Les médias publics, ce service essentiel

Alors que se multiplient les rappels que la santé démocratique est tributaire d’une information de qualité, dans plusieurs pays, l’existence des services publics de radio-télévision est remise en question. Dimanche, les Suisses étaient appelés à voter sur un projet d’initiative populaire pour abolir une portion majeure du financement du système audiovisuel public. Ils ont massivement rejeté la proposition. L’an dernier, c’est le gouvernement israélien qui décidait de fermer la radio et la télévision publique. Il y a quelques années, le gouvernement grec mettait fin aux activités du service public de télévision. Ici, en 2016, l’actuel chef du Parti conservateur déclarait son intention de mettre la hache dans l’information à Radio-Canada.

Outre une allergie à l’idée même de service public, ceux qui remettent en question les radios et télévisions publiques invoquent que le paysage médiatique est désormais caractérisé par l’abondance des sources d’information et qu’il n’y aurait plus de réels avantages à consacrer des ressources aux médias publics. Comme si Instagram pouvait remplacer les reportages fouillés d’Enquête ou de La facture !

Évidemment, les médias de service public doivent s’adapter aux réalités qui modèlent désormais le paysage audiovisuel. Mais au Canada, en raison de la garantie de la liberté d’expression, comprise comme incluant un droit du public d’être informé, il est loin d’être certain que les autorités gouvernementales peuvent agir à leur seule guise à l’égard d’un service public comme Radio-Canada.

Service public et droit à l’information

La Loi sur la radiodiffusion précise que la Société Radio-Canada en tant que radiodiffuseur public est indépendante du gouvernement : elle a mission d’assurer un service qui, par sa nature même, présuppose une autonomie éditoriale. Au Royaume-Uni, dont s’inspire en grande partie notre système politique, les juges ont depuis longtemps déterminé que le diffuseur public, la BBC, ne relève pas d’une fonction gouvernementale.

Les décisions relatives aux médias publics doivent être compatibles avec la liberté d’expression protégée par la Constitution. La liberté d’expression limite la faculté des autorités politiques de sabrer dans les services publics aussi essentiels à la qualité de la vie démocratique. Des services publics voués à informer et divertir en dehors de logiques étroitement commerciales sont un impératif démocratique plus essentiel que jamais en cette époque où foisonnent cynisme et « fausses nouvelles ».

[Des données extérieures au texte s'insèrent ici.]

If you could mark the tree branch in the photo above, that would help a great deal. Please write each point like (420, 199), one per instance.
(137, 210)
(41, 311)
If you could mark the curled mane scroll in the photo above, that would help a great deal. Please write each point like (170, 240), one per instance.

Lorsqu’une fonction éditoriale est dévolue à un organisme public, le gouvernement ne peut agir à l’égard de celui-ci comme s’il était l’ultime détenteur du droit de décider ce qui sera diffusé. Il lui faut respecter les conditions nécessaires à la préservation de l’exercice indépendant des fonctions d’information accomplies selon de hauts standards professionnels. Un média comme Radio-Canada est au service du public, pas du gouvernement. Son financement est régi par les exigences qui découlent des libertés de communication. Les décideurs politiques n’ont pas pleine liberté de régir le financement de ces services comme si ceux-ci n’avaient rien à faire avec la promotion de la diversité des expressions et la qualité de la vie démocratique.

Financement conséquent

Les tribunaux canadiens, à l’instar de ceux d’autres pays démocratiques, ont confirmé que la liberté éditoriale des radiodiffuseurs publics est protégée par la Constitution. En Allemagne, la Cour constitutionnelle a reconnu que la radiodiffusion publique est une condition inhérente aux libertés de communication reconnues aux citoyens par la Constitution. Les décisions affectant la radiodiffusion publique, comme celles relatives à son financement, doivent être compatibles avec le respect de ses conditions d’existence comme activité effectivement indépendante des décideurs gouvernementaux.

L’existence de ces analyses judiciaires permet de tenir pour acquise l’obligation des États d’assurer un financement des diffuseurs publics qui soit compatible avec le mandat qui leur est confié. Une interprétation contraire conduirait à prétendre qu’il est possible de conférer un mandat étendu aux radiodiffuseurs publics mais en pratique, à les priver des moyens afin de l’accomplir.

Heureusement que les exigences constitutionnelles imposent des balises aux décisions des dirigeants politiques qui seraient tentés d’affaiblir l’indépendance des médias de service public. Prétexter la tendance au recul des modes traditionnels de consommation des médias pour sabrer dans les services publics de radiodiffusion, c’est exposer encore plus nos sociétés à la multiplication des dérives en forme de « fausses nouvelles » et autres tentations populistes.